After I was in Alaska for a week, my family and I headed down to Portland, Oregon for my Grandma’s 90th birthday. It was a fun excuse to see family that had travelled from other states to celebrate together. My Grandma is an amazing woman. She is truly a world traveler. She picked up traveling after her husband died and has been to countless countries. Israel, China, Russia, South Africa, Egypt, Spain, France, Greece, Germany, Costa Rica, Philippines, Indonesia, Panama…and many more that I can’t remember. I’d love to have a list that long when I’m her age – and hopefully I can make it to 90 and still be as healthy as she is!

My cousins and I surrounding my Grandma with "spirit fingers"!

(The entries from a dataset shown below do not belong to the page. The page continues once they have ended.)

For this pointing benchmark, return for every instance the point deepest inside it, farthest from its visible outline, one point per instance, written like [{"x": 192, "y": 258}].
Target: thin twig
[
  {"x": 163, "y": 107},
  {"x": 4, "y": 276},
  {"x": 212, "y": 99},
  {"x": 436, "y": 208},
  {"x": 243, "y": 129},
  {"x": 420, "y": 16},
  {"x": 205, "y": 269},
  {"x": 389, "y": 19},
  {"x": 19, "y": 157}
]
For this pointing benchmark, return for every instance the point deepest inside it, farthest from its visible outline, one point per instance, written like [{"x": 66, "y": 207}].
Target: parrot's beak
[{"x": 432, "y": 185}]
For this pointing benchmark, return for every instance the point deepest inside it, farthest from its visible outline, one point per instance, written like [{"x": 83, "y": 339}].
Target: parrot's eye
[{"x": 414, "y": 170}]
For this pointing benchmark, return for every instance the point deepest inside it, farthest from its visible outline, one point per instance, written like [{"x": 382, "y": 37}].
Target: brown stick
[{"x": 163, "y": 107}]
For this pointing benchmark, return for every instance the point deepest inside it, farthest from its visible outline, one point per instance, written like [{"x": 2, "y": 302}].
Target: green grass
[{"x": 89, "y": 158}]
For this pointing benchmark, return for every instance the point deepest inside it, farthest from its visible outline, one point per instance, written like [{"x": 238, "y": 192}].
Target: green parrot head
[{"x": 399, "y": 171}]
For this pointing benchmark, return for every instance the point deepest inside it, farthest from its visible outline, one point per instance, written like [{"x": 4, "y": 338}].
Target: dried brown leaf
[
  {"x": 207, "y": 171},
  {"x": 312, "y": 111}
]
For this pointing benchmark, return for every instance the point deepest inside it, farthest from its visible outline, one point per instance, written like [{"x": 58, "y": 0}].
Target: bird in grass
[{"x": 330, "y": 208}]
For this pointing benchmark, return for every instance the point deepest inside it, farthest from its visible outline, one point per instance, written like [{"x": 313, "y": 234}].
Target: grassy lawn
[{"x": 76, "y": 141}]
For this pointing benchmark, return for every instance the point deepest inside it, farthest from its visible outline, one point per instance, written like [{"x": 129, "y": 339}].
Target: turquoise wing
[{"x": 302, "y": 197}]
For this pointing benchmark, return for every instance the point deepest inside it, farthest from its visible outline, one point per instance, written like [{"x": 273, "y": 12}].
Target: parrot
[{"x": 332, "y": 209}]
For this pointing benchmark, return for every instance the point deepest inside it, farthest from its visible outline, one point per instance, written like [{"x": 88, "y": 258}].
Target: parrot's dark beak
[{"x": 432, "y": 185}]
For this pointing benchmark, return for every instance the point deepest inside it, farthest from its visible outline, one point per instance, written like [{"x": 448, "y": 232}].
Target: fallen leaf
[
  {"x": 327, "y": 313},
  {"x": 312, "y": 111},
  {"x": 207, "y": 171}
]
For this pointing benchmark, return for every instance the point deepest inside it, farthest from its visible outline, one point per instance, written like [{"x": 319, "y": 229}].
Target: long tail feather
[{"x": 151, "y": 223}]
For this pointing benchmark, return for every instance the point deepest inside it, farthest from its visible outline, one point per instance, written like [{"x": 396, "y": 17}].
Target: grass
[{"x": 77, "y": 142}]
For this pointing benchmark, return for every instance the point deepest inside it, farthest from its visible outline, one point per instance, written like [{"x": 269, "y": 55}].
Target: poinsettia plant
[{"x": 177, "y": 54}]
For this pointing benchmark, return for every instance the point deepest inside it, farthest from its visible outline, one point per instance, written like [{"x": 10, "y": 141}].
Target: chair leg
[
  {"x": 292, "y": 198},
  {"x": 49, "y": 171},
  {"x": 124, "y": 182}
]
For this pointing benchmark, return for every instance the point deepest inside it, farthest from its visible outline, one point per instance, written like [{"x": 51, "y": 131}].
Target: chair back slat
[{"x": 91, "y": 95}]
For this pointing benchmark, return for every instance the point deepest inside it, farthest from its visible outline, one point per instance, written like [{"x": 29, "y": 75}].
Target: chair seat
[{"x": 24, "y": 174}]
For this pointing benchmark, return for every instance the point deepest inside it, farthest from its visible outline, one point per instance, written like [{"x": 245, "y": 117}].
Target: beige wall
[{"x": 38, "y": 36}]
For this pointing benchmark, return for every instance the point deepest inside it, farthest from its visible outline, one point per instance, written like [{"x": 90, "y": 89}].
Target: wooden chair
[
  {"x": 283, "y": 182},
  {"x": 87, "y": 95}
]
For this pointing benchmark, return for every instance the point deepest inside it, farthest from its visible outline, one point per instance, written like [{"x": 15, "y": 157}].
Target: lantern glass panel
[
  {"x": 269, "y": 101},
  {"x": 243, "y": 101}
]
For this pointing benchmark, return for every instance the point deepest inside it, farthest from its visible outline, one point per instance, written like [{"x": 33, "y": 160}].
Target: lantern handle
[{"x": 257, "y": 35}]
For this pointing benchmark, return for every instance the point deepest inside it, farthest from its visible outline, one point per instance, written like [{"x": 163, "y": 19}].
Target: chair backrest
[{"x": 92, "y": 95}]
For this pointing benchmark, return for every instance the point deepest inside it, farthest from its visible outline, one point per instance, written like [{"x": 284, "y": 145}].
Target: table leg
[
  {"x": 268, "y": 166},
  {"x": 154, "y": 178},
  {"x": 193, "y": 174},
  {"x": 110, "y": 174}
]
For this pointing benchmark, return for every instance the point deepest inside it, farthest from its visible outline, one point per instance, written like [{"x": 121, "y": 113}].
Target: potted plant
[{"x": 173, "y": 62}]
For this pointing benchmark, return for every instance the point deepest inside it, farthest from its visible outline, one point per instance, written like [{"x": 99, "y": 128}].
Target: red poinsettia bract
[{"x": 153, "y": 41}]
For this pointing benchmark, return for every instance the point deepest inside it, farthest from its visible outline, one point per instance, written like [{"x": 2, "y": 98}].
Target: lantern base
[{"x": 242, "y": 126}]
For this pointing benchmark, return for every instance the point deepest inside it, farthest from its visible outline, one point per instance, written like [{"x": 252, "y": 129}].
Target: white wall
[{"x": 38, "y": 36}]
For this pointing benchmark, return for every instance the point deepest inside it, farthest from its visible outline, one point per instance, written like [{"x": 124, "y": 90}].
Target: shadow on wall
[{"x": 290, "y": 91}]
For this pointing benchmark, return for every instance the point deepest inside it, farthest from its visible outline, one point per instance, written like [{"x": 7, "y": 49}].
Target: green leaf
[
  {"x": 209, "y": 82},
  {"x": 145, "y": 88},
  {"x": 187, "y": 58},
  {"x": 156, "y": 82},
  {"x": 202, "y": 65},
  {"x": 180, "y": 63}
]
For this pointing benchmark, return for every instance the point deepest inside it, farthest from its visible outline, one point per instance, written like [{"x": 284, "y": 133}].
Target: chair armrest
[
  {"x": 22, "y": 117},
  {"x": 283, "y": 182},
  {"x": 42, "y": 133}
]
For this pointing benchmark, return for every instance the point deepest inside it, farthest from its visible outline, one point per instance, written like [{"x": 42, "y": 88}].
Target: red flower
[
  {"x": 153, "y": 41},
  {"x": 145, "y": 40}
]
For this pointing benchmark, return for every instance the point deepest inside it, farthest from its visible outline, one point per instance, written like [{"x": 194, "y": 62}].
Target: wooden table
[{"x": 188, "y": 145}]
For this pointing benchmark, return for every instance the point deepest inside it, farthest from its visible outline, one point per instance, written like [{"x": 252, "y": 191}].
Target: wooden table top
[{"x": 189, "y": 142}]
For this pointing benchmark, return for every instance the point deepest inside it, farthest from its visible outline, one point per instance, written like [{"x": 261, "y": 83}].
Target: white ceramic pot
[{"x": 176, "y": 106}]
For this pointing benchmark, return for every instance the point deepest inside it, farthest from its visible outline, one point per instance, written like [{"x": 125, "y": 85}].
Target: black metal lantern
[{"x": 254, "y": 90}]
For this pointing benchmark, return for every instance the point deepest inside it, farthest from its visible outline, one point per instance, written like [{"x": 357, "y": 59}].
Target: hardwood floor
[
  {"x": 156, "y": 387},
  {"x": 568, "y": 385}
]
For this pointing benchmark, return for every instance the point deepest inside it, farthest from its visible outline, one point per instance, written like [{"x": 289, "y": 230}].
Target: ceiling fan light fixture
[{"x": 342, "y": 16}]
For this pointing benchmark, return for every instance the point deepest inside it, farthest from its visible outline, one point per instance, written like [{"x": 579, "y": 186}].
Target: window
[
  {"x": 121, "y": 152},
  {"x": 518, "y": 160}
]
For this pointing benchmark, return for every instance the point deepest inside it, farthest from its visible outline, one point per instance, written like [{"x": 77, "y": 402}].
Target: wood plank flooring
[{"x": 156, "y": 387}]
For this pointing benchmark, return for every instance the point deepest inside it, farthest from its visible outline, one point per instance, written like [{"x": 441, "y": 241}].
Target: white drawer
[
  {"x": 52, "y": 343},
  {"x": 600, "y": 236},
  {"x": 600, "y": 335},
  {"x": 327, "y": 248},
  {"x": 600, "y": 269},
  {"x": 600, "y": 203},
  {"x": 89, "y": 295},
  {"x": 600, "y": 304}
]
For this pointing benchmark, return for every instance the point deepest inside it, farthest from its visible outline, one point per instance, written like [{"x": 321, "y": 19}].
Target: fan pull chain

From Oregon, I returned to Nicaragua. This country is so small; on the flight from Houston to Managua I recognized like three people (an Embassy family and another Peace Corps volunteer). I just got in last night. It’s a little strange to be back and it will probably take me a couple weeks to fully adjust. I had to remember that you can’t throw toilet paper into the toilet bowl here…and I sort of miss hot showers, but oh well, my time here is so short (I have 14 months left) and those things won’t be bothering me in a few days.
More updates soon when I get back into the swing of things here. The new group of Peace Corps health volunteers comes next week! It was one year ago on January 22nd that my health group arrived! What a fast and crazy ride this past year has been…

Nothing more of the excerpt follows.